U kunt prioriteit geven aan de instellingen die geconfigureerd zijn in het printerstuurprogramma of in opdrachten en aan de instellingen die geconfigureerd zijn in het bedieningspaneel voor elke lade als de printer afdrukgegevens ontvangt.
Als [Driver/Opdracht] geselecteerd is, worden de papierinstellingen opgegeven met het printerstuurprogramma of via de ingave van opdrachten, ongeacht de opgegeven papierinstellingen in de printer.
Als [Apparaatinstellingen] geselecteerd is, worden de papierinstellingen geconfigureerd met het bedieningspaneel van de printer op alle afdruktaken toegepast.
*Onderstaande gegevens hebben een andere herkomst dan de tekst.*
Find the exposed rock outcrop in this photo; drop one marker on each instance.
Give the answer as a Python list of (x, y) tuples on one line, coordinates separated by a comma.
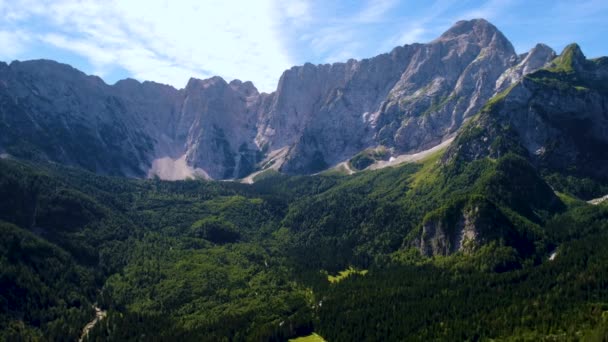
[(404, 101)]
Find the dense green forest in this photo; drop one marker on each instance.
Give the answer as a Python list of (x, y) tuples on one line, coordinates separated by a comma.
[(223, 261)]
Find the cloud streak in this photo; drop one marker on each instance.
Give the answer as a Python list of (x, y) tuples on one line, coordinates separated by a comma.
[(165, 43)]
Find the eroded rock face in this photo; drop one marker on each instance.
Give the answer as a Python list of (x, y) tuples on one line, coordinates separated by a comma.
[(557, 116), (443, 236), (407, 100)]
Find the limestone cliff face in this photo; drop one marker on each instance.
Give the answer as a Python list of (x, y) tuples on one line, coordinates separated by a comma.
[(407, 100), (52, 111), (320, 115), (557, 115)]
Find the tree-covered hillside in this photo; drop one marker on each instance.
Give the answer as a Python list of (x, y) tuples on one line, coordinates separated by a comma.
[(199, 260)]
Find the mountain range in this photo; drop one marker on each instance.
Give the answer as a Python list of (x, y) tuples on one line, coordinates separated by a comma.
[(454, 190), (373, 110)]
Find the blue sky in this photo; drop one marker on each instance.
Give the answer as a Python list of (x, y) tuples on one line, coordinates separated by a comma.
[(171, 41)]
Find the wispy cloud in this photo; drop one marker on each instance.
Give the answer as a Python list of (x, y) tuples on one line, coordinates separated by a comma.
[(12, 44), (157, 40)]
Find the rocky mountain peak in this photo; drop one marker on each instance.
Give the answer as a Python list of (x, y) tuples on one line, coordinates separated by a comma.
[(479, 29), (571, 59)]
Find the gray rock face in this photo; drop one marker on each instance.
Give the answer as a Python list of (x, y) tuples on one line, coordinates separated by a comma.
[(540, 56), (558, 116), (406, 100)]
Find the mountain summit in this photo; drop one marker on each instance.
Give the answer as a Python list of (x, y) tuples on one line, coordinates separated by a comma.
[(411, 99)]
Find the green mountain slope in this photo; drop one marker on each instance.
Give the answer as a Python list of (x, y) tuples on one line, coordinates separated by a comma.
[(491, 238)]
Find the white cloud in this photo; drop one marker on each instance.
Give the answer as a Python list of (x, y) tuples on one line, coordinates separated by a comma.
[(160, 41), (489, 10), (375, 10), (12, 44)]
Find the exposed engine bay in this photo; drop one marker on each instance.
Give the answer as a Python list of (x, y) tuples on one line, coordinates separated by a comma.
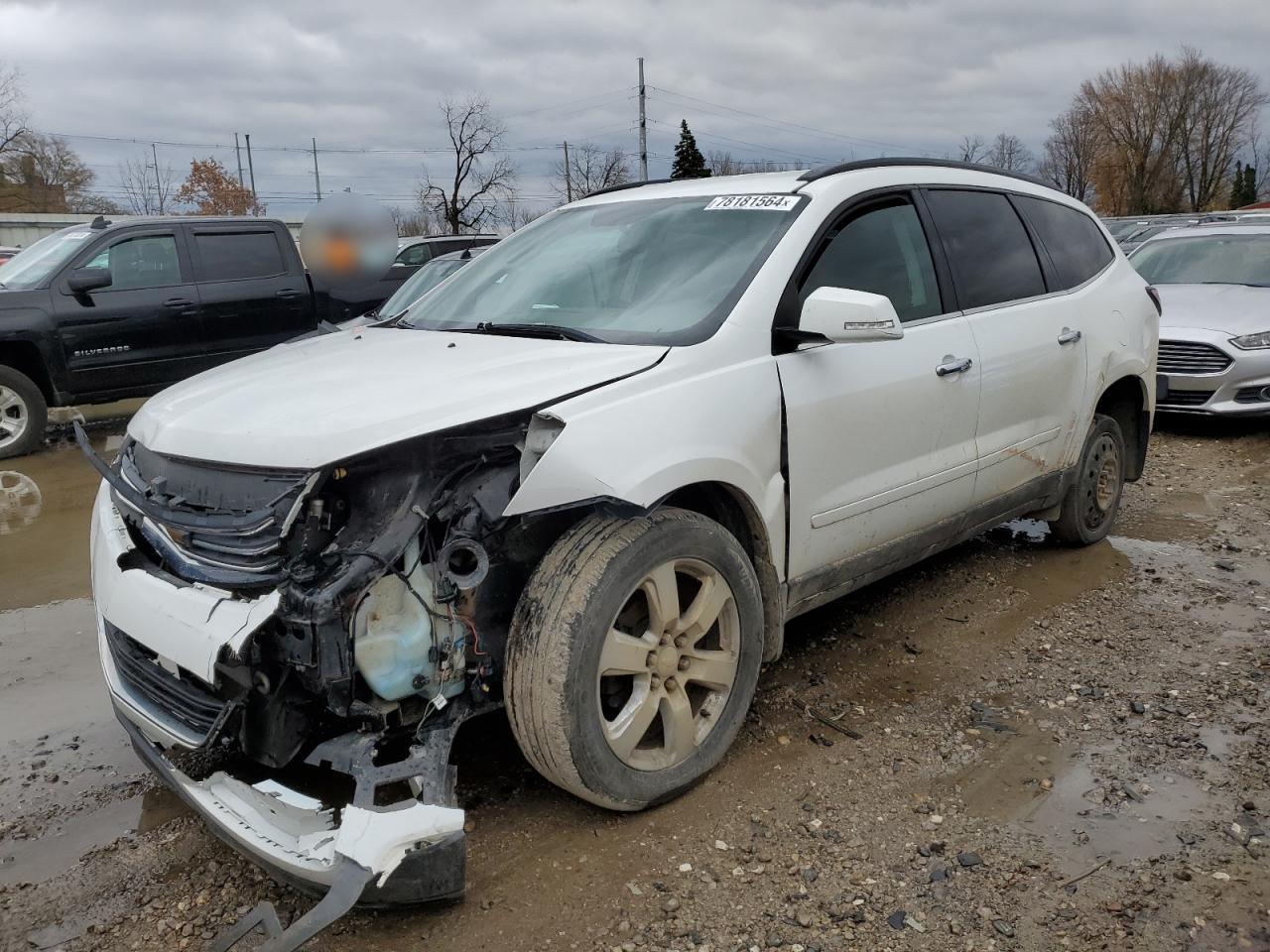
[(391, 579)]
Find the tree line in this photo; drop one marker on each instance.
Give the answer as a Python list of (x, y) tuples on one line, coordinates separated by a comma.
[(42, 175), (1160, 136), (1165, 135)]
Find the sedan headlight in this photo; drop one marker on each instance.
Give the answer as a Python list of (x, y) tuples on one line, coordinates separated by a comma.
[(1252, 341)]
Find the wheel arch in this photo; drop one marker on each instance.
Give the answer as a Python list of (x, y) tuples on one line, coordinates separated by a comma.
[(1127, 403), (24, 357), (737, 513)]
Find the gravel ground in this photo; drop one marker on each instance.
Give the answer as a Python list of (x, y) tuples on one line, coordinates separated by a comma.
[(1057, 749)]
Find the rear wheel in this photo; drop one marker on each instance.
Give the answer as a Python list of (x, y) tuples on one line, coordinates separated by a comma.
[(23, 414), (634, 655), (1092, 500)]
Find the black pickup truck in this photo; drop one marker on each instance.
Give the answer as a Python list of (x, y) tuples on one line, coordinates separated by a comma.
[(104, 311)]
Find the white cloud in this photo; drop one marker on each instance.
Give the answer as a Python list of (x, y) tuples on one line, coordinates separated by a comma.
[(911, 75)]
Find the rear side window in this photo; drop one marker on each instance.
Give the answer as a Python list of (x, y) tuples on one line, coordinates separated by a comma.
[(883, 252), (1075, 243), (987, 245), (231, 255), (414, 255), (145, 262)]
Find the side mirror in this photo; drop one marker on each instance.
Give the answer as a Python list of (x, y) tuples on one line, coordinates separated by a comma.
[(85, 280), (842, 315)]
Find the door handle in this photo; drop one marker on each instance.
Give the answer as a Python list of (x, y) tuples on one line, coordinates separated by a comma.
[(952, 366)]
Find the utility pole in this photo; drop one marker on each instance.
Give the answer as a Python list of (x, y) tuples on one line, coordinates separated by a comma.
[(643, 127), (158, 182), (317, 177), (250, 168), (568, 178)]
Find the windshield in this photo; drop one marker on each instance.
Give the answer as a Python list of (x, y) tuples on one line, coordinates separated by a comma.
[(661, 271), (420, 285), (32, 266), (1211, 259), (1120, 229)]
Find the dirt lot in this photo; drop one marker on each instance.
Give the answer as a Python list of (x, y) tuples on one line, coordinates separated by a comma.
[(1058, 749)]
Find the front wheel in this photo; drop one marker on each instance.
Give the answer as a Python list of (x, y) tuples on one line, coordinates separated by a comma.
[(634, 655), (1093, 498), (23, 414)]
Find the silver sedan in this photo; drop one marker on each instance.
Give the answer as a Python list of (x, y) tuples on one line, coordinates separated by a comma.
[(1214, 331)]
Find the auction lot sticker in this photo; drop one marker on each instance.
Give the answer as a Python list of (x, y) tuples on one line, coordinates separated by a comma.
[(767, 203)]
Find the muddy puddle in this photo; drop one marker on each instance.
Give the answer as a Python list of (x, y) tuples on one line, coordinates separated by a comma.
[(64, 769)]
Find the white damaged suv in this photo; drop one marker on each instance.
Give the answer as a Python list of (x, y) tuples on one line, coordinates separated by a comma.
[(588, 479)]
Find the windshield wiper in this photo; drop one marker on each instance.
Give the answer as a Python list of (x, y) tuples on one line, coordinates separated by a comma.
[(534, 330)]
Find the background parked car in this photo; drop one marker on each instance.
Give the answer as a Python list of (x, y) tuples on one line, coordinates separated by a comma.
[(105, 311), (413, 253), (1214, 285), (418, 285)]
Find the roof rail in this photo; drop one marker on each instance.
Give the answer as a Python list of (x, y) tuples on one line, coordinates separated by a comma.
[(625, 185), (813, 175)]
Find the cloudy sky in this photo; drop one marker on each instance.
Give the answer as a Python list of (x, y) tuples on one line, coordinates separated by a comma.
[(803, 81)]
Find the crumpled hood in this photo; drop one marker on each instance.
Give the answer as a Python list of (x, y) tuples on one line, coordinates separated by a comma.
[(314, 402), (1227, 308)]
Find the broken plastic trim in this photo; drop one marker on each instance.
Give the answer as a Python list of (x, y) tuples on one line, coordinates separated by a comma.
[(298, 841), (144, 506)]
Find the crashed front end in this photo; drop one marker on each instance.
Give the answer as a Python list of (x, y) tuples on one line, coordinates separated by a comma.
[(293, 652)]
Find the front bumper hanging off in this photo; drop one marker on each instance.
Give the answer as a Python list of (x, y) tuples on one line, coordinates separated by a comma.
[(408, 853), (404, 855)]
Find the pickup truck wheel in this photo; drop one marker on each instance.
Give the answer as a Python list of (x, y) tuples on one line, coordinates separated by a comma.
[(1092, 500), (634, 655), (23, 414)]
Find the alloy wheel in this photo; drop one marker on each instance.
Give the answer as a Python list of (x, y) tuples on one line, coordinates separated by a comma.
[(668, 664), (1102, 481), (14, 416)]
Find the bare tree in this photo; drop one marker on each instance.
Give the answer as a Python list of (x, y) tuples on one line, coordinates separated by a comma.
[(1071, 153), (518, 212), (468, 198), (1139, 112), (148, 189), (45, 176), (13, 114), (1008, 153), (1220, 105), (590, 169), (416, 221), (973, 149), (721, 163)]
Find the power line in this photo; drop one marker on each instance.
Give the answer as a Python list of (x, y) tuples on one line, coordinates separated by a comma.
[(752, 145), (797, 126)]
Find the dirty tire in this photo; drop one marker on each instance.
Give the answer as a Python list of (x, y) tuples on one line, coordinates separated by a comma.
[(23, 414), (564, 617), (1091, 503)]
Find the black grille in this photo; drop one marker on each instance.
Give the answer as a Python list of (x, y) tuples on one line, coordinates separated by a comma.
[(1191, 358), (211, 524), (182, 697), (1187, 398), (1252, 395)]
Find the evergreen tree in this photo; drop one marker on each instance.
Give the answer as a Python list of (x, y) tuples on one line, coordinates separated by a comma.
[(1237, 186), (689, 162)]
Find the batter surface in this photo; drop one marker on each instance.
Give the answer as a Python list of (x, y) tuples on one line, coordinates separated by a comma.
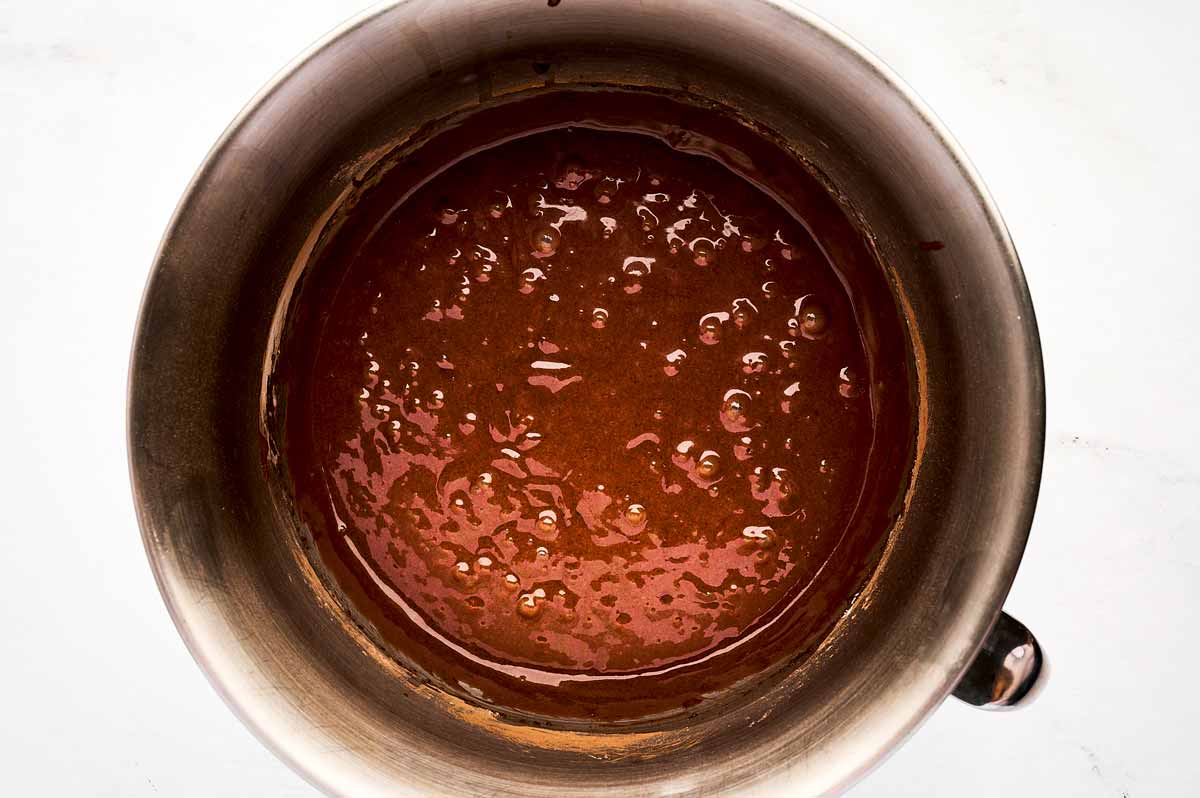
[(587, 409)]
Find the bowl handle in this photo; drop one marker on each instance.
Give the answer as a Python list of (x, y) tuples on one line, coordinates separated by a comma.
[(1008, 671)]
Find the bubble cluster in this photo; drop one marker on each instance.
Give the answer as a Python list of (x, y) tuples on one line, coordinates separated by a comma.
[(589, 431)]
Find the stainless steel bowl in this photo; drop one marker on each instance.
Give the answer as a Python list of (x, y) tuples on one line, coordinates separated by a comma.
[(223, 547)]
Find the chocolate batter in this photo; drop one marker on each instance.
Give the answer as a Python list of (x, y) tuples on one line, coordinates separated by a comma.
[(586, 419)]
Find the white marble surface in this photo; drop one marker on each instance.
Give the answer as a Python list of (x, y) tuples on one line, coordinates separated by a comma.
[(1084, 123)]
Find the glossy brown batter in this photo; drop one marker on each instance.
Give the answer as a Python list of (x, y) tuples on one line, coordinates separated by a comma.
[(583, 417)]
Er treedt een fout op als de papierinstellingen van de printerstuurprogramma-opdrachten niet overeenkomen met de instellingen in de printer.
Druk op [Systeem] op het [Printereigenschappen]-scherm.
Voor meer informatie over toegang tot het scherm [Printereigenschappen], zie Weergave van de printerconfiguratie-schermen op het bedieningspaneel.
Druk herhaaldelijk op [] totdat [Lade-instelling prioriteit] verschijnt.
Druk op [Lade-instelling prioriteit].
Selecteer de papierlade waarvoor u de instellingen wilt wijzigen.
Selecteer de instelling waarvan u een prioriteit wilt maken.
Om de prioriteit in te stellen voor de in het stuurprogramma opgegeven instellingen of door de ingevoerde opdracht, selecteert u [Driver/Opdracht].
Om de prioriteit in te stellen voor de instellingen die op het bedieningspaneel zijn gemaakt, selecteert u [Apparaatinst.].
Druk op [OK].
Druk op de knop [Gebruikersinstellingen].
Voor informatie over de items die geconfigureerd kunnen worden, zie Systeem.
[Elk type] kan ook gespecificeerd worden als [Handinvoer] geselecteerd is. Raadpleeg voor meer informatie Fouten met papierinstellingen voorkomen.